La Iglesia tiene el derecho de predicar el Evangelio en todos lados, queriéndolo
o no cualquier autoridad estatal, y de este modo asegurar los derechos de sus
miembros entre los sujetos de cualquier organización política civil que sea.. La
Iglesia tiene el derecho de gobernar a sus sujetos en cualquier lugar que se
encuentre, declarando para ellos el bien y el mal moral, restringiendo cualquier
uso de sus derechos que pueda poner en peligro su eterno bienestar,
confiriéndoles derechos puramente eclesiásticos, adquiriendo y manteniendo
propiedades, y facultando a sus asociaciones subordinadas a hacer lo propio,
todo dentro de los límites de los requerimientos de su triple propósito, como lo
prescribe la Ley Positiva Divina, de preservar el orden interno de la fe y la
moral y sus manifestaciones externas, de proveer los medios adecuados de
santificación a sus miembros y de cuidar de la adoración Divina, y sobre todo
obligar por los principios eternos de integridad y justicia declarados en la Ley
de Dios natural y positiva.
En toda materia puramente temporal, en tanto permanezca como tal, la
jurisdicción del Estado sobre sus propios sujetos se levanta no solamente
suprema, sino, en lo que a la Iglesia concierne, única. La materia puramente
temporal es aquella que tiene una necesaria relación de ayuda u obstáculo a la
felicidad temporal del hombre, la finalidad última de la sociedad civil, de tal
manera que es al mismo tiempo indiferente en si misma como ayuda u obstáculo a
la felicidad eterna del hombre. Es de dos tipos: primariamente incluye todos los
actos humanos así relacionados, y personas secundarias o cosas externas en tanto
ellas están involucradas en tales actos. En todas las materias puramente
espirituales, en tanto las mismas permanezcan tales, la jurisdicción de la
Iglesia sobre asuntos eclesiásticos prevalece con la completa exclusión del
Estado, al no ser la Iglesia en esto jurídicamente dependiente en modo alguno
del Estado para el ejercicio de sus poderes legítimos. La materia puramente
espiritual está primariamente constituida de los actos humanos necesariamente
relacionados a la ayuda u obstáculo a la felicidad eterna del hombre, el fin
último de la Iglesia, y al mismo tiempo indiferentes en si mismos como ayuda u
obstáculo a la felicidad temporal del hombre; secundariamente se extiende a
todas las personas y objetos externos involucrados en tales actos. En todas las
materias que no son puramente espirituales ni puramente temporales, pero que al
mismo tiempo tienen ambos caracteres, pueden entrar ambas jurisdicciones, lo que
da ocasión a colisión, para la cual debe haber un principio de solución. En caso
de directa contradicción, que haga imposible que ambas jurisdicciones sean
ejercidas, la jurisdicción de la Iglesia prevalece, y la del Estado es excluida.

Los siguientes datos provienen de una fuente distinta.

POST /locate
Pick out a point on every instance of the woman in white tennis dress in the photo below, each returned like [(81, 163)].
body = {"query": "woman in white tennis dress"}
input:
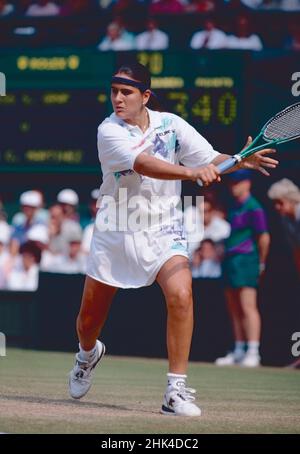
[(138, 236)]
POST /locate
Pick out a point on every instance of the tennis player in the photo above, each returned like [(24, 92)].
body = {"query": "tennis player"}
[(140, 151)]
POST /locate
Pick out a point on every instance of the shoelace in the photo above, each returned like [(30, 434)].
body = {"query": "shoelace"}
[(83, 369), (186, 393)]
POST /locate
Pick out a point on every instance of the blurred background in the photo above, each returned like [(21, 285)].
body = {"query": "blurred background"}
[(224, 66)]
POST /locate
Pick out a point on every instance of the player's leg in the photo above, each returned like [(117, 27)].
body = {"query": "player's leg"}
[(251, 324), (175, 281), (95, 304), (96, 301), (236, 317)]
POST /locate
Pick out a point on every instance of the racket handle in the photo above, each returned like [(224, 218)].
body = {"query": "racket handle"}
[(225, 165)]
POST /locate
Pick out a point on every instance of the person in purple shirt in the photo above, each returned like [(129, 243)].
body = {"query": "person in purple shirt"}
[(246, 253)]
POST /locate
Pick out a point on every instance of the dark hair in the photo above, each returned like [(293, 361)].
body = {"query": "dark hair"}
[(30, 247), (139, 72)]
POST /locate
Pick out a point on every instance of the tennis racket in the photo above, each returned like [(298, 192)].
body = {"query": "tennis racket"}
[(281, 128)]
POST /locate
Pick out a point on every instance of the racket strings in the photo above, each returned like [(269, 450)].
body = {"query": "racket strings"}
[(284, 125)]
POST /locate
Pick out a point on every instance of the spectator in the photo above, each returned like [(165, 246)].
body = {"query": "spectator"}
[(6, 8), (166, 7), (30, 202), (68, 199), (209, 38), (4, 253), (246, 253), (204, 222), (117, 39), (244, 39), (293, 40), (43, 8), (152, 38), (200, 6), (40, 216), (206, 261), (88, 230), (286, 199), (74, 260), (59, 229), (290, 5), (75, 7), (25, 273)]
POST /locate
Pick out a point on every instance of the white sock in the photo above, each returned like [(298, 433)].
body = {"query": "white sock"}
[(239, 348), (253, 347), (87, 355), (176, 380)]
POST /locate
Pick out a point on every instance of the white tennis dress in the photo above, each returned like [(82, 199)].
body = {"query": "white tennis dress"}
[(139, 225)]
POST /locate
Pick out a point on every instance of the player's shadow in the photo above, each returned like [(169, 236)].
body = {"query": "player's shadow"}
[(69, 402)]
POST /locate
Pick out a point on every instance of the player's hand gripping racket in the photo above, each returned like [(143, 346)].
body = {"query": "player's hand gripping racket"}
[(283, 127)]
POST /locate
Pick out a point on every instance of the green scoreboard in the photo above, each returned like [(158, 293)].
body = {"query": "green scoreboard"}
[(55, 100)]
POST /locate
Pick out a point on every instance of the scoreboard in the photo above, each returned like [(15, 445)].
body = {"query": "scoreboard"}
[(55, 102)]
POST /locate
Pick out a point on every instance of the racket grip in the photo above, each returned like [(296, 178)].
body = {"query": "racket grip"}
[(225, 165)]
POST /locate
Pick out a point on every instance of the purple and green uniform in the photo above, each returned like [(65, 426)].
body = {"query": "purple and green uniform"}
[(241, 265)]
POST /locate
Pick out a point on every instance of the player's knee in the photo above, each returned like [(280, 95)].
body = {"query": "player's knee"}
[(85, 324), (180, 302)]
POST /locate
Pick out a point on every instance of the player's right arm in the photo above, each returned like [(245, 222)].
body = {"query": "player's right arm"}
[(156, 168)]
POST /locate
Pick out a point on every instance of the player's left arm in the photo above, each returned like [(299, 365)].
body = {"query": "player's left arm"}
[(263, 244), (257, 161)]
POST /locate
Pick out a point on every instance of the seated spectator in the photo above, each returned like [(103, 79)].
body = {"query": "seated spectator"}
[(204, 222), (206, 261), (244, 39), (4, 252), (24, 275), (74, 260), (88, 230), (6, 8), (43, 8), (117, 39), (40, 216), (254, 3), (286, 199), (209, 38), (166, 7), (200, 6), (152, 38), (30, 202), (68, 199), (293, 40), (290, 5), (59, 230), (75, 7)]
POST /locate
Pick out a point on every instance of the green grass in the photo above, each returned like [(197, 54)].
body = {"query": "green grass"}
[(127, 394)]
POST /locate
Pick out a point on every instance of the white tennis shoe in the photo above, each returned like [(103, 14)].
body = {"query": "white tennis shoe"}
[(250, 360), (80, 378), (230, 359), (179, 401)]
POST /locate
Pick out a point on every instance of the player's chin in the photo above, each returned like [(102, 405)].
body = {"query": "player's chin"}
[(120, 112)]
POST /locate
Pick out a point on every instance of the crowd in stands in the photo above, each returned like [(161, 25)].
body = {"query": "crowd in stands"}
[(39, 8), (140, 24), (57, 239), (52, 240)]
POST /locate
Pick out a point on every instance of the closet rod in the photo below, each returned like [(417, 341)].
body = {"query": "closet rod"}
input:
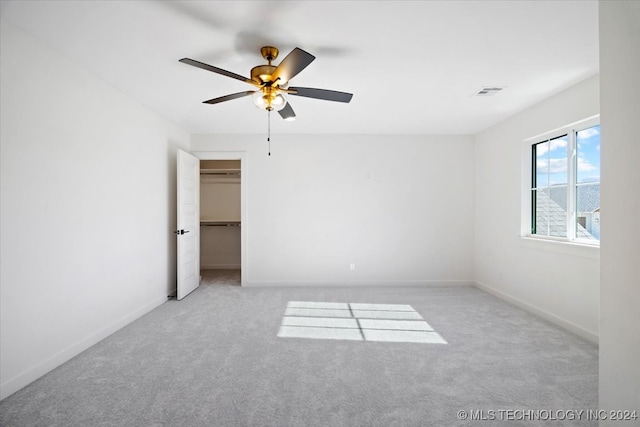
[(206, 172)]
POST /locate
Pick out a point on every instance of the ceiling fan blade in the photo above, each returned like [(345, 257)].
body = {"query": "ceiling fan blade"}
[(217, 70), (228, 97), (292, 64), (287, 112), (327, 95)]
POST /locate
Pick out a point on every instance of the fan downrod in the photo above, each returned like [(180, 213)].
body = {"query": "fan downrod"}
[(269, 53)]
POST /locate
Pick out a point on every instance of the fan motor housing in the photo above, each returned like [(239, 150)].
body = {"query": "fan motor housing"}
[(262, 73)]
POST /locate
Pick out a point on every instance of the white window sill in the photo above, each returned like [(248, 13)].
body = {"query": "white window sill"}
[(561, 246)]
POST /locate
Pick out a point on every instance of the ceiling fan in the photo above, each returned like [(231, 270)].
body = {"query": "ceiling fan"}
[(273, 81)]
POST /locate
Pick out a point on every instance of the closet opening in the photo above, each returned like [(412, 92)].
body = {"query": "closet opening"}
[(221, 220)]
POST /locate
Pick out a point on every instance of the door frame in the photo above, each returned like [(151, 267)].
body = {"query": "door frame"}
[(244, 214)]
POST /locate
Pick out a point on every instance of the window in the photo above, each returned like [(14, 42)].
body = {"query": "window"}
[(565, 184)]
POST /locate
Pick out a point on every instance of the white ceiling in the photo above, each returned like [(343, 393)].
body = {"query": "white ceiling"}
[(412, 66)]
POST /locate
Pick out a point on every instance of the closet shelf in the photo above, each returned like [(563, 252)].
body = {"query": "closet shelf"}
[(209, 223)]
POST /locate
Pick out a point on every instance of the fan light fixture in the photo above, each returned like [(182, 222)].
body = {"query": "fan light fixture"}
[(268, 99)]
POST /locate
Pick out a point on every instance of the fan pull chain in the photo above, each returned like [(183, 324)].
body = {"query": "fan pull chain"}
[(269, 130)]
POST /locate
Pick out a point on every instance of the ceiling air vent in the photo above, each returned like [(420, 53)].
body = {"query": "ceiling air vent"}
[(488, 91)]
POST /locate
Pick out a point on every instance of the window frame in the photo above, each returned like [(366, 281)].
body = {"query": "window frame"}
[(528, 178)]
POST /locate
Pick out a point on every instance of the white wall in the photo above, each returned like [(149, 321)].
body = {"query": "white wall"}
[(88, 202), (559, 282), (399, 207), (620, 276)]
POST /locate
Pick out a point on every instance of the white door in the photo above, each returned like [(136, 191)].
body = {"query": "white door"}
[(188, 231)]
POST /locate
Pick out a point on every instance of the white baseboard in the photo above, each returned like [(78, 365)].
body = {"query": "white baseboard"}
[(32, 374), (363, 283), (557, 320)]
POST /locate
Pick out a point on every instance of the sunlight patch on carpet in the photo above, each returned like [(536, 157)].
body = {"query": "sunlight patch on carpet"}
[(356, 322)]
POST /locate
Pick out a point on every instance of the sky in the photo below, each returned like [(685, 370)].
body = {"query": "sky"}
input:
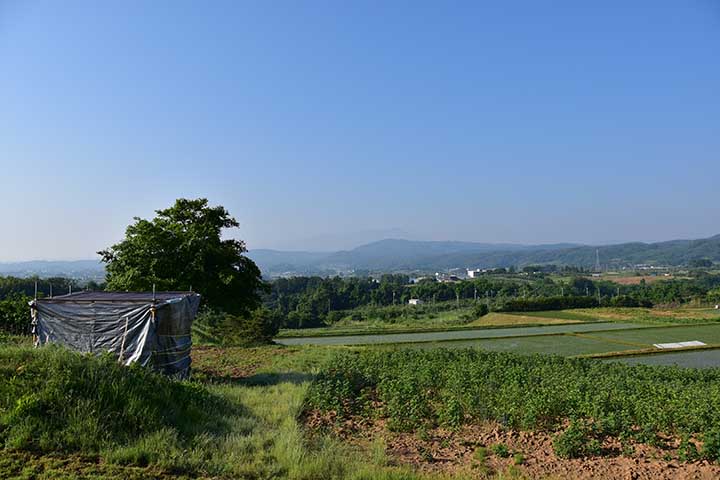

La razón de esto es obvia: ambas autoridades vienen de Dios en cumplimiento de
sus propósitos en la vida del hombre: Él no puede contradecirse a Sí Mismo; Él
no puede autorizar poderes contradictorios. Su voluntad real y concesión de
poder es determinado por el propósito superior de Su Providencia y la necesidad
del hombre, que es la felicidad eterna del hombre, la finalidad última de la
Iglesia. En vista de este fin Dios le concede a ella la única autoridad que
puede existir en el caso en cuestión.
En un caso en el que no haya directa contradicción pero exista una posibilidad
de que sea ejercida por ambas jurisdicciones sin herir a la superior, aunque
ninguna jurisdicción es invalidada, y ambas podrían, hablando absolutamente,
ejercitarlas si consulta mutua, prácticamente hay un claro principio hacia algún
ajuste entre ambas, desde el momento que ambas jurisdicciones están interesadas
en evitar fricciones. Aunque los concordatos no fueron diseñados precisamente
para este propósito, han sido usados en muchos casos para tales ajustes (ver
CONCORDATO). Consistentemente con la superioridad del propósito esencial
indicado arriba, la decisión judicial sobre cuándo una cuestión involucra o no
un tema espiritual, ya sea total o parcialmente, reside en la Iglesia. No puede
recaer en el Estado, cuya jurisdicción, debido a la inferioridad de su fin
último y consiguientes propósitos, no tiene tal facultad judicial con relación a
la materia de una jurisdicción que está tan lejos por sobre la suya como su fin
último y consiguiente propósito lo está por sobre la del Estado. De modo análogo
toda corte superior es siempre juez de su propia jurisdicción y contra una
inferior.
Todo lo arriba expresado es cuestión de principio, fuera de discusión como una
cuestión de derecho objetivo, y supone que la jurisdicción será aplicada a
través de los respectivos sujetos del mismo. De hecho la obligación de sumisión
en un ciudadano de un Estado, a la jurisdicción superior de la Iglesia no existe
cuando el ciudadano no es un sujeto de la Iglesia, sobre los cuales la Iglesia
no reclama ningún poder de gobierno. Puede ser también oscurecido subjetivamente
por accidente en quien, aunque en derecho es un sujeto de la Iglesia, fracasa en
su buena fe, a través de una conciencia errónea, para reconocer este hecho, y
por consecuencia, el derechos de la Iglesia y su propio deber. El sujeto del
Estado ha sido definido bastante claramente por la ley humana y las costumbres;
pero la frecuente rebelión, continuada a través de los siglos, de grandes
números de los sujetos de la Iglesia ha confundido en la mente del mundo no
Católico la noción de quién es según la ley revelada, un sujeto de la Iglesia.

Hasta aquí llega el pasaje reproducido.